Good luck with it all.
-Chimera

 

[Sam_Skunkman]

Very good paper. One of the very best recently. Chimera bred many of the plants used. Free on sci-hub.io
-SamS

http://www.ncbi.nlm.nih.gov/pubmed/26651562


J AOAC Int. 2015 Nov-Dec;98(6):1503-22. doi: 10.5740/jaoacint.15-116.
Development and Validation of a Reliable and Robust Method for the Analysis of Cannabinoids and Terpenes in Cannabis.
Giese MW1, Lewis MA, Giese L, Smith KM.

Abstract
The requirements for an acceptable cannabis assay have changed dramatically over the years resulting in a large number of laboratories using a diverse array of analytical methodologies that have not been properly validated. Due to the lack of sufficiently validated methods, we conducted a single- laboratory validation study for the determination of cannabinoids and terpenes in a variety of commonly occurring cultivars. The procedure involves high- throughput homogenization to prepare sample extract, which is then profiled for cannabinoids and terpenes by HPLC-diode array detector and GC-flame ionization detector, respectively. Spike recovery studies for terpenes in the range of 0.03-1.5% were carried out with analytical standards, while recovery studies for Δ9-tetrahydrocannabinolic acid, cannabidiolic acid, Δ9-tetrahydrocannabivarinic acid, and cannabigerolic acid and their neutral counterparts in the range of 0.3-35% were carried out using cannabis extracts.
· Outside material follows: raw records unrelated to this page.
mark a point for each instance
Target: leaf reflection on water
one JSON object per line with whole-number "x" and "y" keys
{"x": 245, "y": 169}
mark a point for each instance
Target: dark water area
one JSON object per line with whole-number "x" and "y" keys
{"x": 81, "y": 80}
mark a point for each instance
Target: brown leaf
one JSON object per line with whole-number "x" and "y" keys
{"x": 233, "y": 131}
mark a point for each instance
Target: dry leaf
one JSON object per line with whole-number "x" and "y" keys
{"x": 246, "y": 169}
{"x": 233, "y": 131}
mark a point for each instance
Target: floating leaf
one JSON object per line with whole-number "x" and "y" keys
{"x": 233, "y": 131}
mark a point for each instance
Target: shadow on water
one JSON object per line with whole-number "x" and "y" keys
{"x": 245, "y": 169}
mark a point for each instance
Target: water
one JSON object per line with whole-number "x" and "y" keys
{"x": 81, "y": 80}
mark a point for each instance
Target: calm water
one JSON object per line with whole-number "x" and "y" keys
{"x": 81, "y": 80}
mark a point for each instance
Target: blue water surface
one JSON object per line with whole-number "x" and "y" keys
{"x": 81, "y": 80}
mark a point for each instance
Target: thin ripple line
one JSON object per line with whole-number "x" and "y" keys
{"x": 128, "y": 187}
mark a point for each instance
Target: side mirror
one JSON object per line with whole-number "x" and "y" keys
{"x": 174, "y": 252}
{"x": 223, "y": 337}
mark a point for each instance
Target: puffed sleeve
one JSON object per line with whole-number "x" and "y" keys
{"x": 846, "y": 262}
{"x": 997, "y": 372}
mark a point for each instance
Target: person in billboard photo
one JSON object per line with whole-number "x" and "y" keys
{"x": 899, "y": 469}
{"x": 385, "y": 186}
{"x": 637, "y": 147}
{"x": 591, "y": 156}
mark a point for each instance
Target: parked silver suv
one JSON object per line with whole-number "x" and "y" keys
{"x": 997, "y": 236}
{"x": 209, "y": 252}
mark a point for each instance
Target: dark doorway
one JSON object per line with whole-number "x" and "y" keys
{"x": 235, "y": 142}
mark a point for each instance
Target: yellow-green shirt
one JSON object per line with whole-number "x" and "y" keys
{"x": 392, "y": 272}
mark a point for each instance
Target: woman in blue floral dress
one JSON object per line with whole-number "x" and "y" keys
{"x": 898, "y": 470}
In general, accuracy at all levels was within 5%, and RSDs were less than 3%. The interday and intraday repeatabilities of the procedure were evaluated with five different cultivars of varying chemotype, again resulting in acceptable RSDs. As an example of the application of this assay, it was used to illustrate the variability seen in cannabis coming from very advanced indoor cultivation operations.